Dependence on Dense Ground Truth: The textualization process relies on datasets like COCO with category/segmentation/bbox annotations. Generating facts in unannotated or weakly-annotated domains remains a challenge.
Need for an External LVLM \(F\): While \(F\) does not participate in the final inference, the construction phase still introduces a dependency on an additional large model.
Hallucination-Comprehensiveness Trade-off: There is a trade-off between suppressing hallucinations and response completeness. The paper notes minor changes in the Cover metric, suggesting a potential sacrifice in coverage when hallucinations are strongly suppressed.

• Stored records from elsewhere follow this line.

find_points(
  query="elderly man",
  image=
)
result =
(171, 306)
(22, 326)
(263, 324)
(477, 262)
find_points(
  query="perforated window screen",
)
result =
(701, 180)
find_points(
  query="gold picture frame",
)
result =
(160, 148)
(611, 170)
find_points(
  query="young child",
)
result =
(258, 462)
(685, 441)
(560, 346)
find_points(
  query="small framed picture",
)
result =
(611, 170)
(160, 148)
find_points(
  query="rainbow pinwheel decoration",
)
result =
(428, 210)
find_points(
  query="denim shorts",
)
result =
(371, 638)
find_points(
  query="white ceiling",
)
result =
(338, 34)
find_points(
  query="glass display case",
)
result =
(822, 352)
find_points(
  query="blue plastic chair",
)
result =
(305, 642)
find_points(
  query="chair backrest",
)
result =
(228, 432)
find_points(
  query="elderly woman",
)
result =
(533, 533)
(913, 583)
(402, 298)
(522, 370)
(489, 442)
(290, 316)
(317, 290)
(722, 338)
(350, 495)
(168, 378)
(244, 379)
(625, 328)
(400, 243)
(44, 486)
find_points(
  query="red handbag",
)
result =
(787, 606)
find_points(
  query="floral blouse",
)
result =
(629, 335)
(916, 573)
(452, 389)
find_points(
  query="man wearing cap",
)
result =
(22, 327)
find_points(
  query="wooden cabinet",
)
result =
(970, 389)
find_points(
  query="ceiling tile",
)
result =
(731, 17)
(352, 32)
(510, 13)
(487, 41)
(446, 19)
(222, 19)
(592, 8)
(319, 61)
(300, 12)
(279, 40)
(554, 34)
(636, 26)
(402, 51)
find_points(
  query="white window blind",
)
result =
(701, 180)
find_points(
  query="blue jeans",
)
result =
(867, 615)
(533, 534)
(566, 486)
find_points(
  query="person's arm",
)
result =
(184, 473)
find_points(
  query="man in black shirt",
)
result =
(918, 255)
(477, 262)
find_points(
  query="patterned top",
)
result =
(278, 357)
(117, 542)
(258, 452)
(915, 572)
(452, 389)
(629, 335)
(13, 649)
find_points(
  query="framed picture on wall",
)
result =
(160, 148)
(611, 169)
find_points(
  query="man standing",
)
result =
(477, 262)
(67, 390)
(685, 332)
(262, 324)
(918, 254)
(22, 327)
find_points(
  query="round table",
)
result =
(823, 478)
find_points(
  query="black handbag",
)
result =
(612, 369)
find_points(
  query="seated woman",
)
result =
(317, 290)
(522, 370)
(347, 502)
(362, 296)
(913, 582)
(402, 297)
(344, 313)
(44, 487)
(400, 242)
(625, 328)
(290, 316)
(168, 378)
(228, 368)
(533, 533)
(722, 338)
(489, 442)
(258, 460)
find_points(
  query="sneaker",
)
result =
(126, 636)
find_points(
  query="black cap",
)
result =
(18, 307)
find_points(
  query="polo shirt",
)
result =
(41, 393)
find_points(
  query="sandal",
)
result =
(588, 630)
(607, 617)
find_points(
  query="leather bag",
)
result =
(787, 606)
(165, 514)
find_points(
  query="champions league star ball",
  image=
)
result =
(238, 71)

Hyperparameters like editing strength \(\alpha\) and count \(K\) are sensitive; optimal configurations across different models still require tuning.

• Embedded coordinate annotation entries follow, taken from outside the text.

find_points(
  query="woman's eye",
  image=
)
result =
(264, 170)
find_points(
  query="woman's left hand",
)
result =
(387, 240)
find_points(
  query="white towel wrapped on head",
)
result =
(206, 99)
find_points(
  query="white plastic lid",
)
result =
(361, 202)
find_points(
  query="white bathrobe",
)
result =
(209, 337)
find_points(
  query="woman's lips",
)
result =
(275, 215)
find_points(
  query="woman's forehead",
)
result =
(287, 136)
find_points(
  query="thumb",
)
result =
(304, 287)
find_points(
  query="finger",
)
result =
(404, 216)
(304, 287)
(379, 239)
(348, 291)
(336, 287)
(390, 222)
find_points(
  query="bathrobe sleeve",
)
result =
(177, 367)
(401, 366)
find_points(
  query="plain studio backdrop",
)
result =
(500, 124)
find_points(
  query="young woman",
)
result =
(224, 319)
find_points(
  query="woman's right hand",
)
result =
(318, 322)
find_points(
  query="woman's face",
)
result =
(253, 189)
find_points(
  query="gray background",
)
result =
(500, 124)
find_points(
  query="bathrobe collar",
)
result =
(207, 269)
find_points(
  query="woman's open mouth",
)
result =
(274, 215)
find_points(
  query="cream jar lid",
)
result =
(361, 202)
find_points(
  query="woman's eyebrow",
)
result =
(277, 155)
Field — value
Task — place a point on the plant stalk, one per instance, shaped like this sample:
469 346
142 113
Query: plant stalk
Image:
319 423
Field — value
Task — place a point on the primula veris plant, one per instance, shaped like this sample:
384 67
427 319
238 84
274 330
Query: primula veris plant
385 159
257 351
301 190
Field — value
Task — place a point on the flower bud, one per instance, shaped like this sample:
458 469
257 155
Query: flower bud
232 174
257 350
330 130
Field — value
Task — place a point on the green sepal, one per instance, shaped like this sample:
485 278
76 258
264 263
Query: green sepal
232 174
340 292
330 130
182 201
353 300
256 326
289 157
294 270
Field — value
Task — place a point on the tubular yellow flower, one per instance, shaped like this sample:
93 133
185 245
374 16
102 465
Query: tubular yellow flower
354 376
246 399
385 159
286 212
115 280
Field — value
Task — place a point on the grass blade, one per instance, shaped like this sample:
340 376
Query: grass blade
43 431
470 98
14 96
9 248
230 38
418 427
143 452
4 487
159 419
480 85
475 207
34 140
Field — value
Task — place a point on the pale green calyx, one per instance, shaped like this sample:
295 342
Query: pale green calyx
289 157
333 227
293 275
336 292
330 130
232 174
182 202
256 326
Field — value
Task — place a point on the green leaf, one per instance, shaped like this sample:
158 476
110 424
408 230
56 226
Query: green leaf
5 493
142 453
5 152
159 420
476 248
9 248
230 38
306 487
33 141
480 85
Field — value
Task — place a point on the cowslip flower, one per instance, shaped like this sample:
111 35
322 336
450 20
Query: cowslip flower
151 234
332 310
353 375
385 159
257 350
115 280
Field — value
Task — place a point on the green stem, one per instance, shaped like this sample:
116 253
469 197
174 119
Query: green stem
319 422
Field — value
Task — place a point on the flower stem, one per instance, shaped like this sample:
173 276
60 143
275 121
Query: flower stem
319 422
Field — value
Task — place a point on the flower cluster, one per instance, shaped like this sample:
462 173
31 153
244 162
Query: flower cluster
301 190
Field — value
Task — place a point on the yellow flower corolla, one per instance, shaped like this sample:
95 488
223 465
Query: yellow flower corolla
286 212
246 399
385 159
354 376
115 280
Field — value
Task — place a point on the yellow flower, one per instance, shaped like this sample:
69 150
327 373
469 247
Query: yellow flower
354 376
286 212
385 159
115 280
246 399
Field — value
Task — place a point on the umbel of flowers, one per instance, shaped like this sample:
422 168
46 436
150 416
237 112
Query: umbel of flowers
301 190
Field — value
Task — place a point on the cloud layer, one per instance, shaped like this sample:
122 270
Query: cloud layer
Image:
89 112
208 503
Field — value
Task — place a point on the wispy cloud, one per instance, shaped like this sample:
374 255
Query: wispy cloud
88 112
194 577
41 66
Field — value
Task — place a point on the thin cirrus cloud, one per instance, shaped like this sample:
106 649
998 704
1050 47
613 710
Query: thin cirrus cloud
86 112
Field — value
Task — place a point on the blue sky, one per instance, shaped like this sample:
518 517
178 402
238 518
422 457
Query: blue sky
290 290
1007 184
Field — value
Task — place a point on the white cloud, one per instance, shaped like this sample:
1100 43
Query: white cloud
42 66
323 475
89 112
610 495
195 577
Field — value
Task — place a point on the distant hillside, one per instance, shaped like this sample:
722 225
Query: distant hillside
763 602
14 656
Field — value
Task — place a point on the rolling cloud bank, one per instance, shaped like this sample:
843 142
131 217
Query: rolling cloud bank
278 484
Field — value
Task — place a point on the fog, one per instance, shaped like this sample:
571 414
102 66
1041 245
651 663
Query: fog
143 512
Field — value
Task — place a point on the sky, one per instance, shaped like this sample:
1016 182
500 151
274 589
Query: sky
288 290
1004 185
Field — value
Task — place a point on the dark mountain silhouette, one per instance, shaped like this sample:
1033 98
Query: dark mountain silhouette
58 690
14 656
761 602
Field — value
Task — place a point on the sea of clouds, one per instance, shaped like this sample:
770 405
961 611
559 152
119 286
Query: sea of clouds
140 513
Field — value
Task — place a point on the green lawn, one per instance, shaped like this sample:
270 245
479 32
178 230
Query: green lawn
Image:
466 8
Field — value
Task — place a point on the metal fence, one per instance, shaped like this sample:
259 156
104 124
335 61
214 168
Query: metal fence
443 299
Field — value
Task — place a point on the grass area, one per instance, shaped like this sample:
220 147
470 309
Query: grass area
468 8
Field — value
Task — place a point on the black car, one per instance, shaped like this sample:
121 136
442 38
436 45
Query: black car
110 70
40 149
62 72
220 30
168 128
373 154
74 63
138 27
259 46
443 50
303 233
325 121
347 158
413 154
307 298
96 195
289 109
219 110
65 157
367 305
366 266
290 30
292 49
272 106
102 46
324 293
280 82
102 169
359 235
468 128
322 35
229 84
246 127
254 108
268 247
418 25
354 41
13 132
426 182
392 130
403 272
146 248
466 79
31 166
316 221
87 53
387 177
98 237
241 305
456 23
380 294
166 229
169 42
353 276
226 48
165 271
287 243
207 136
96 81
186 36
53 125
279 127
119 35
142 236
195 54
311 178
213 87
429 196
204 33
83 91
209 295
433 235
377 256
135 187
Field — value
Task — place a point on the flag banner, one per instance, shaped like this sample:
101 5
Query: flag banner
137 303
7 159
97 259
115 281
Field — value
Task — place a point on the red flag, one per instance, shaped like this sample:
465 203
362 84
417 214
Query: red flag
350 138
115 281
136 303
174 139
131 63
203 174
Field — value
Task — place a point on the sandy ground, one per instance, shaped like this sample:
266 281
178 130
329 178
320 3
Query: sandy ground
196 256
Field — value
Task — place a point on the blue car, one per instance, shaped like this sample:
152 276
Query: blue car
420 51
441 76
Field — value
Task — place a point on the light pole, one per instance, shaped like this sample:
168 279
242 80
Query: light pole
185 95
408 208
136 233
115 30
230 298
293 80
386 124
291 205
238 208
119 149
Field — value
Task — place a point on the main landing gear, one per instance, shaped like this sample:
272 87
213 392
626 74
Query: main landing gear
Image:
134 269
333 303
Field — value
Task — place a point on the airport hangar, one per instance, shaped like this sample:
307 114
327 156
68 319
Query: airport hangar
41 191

Activation Editing Path: VTI (stable visual features across perturbations) and ICT (global noise + local blur for untrustworthy semantics) are the direct competitors. AFTER differs by introducing positive factual guidance and query adaptation.
Other Inference-time Methods: VCD, OPERA, and other contrastive decoding or iterative correction methods have higher overhead. Training-based methods like HACL require retraining. AFTER falls into the "low overhead + portable" category.
Insights: The fact textualization approach can be extended to other scenarios where priors override evidence (e.g., language priors in VQA, layout priors in document understanding). The "general vector + lightweight estimator for offset" is a universal paradigm for upgrading static interventions to input-adaptive ones, which is valuable for future representation engineering research.

Rating¶

Novelty: ⭐⭐⭐⭐ — First systematic introduction of positive fact guidance in activation editing with query-adaptive offsets via a lightweight estimator.
Experimental Thoroughness: ⭐⭐⭐⭐ — Covers POPE/MME/AMBER benchmarks, three LVLMs, and both discriminative/generative tasks with ablation and cross-distribution tests.
Writing Quality: ⭐⭐⭐⭐ — Logical flow from motivation to method is smooth; Figure 2 and equations are well-aligned.
Value: ⭐⭐⭐⭐ — High reference value for deploying LVLMs with suppressed hallucinations due to its low cost, portability, and lack of harm to general abilities. The main constraint is the reliance on dense annotations.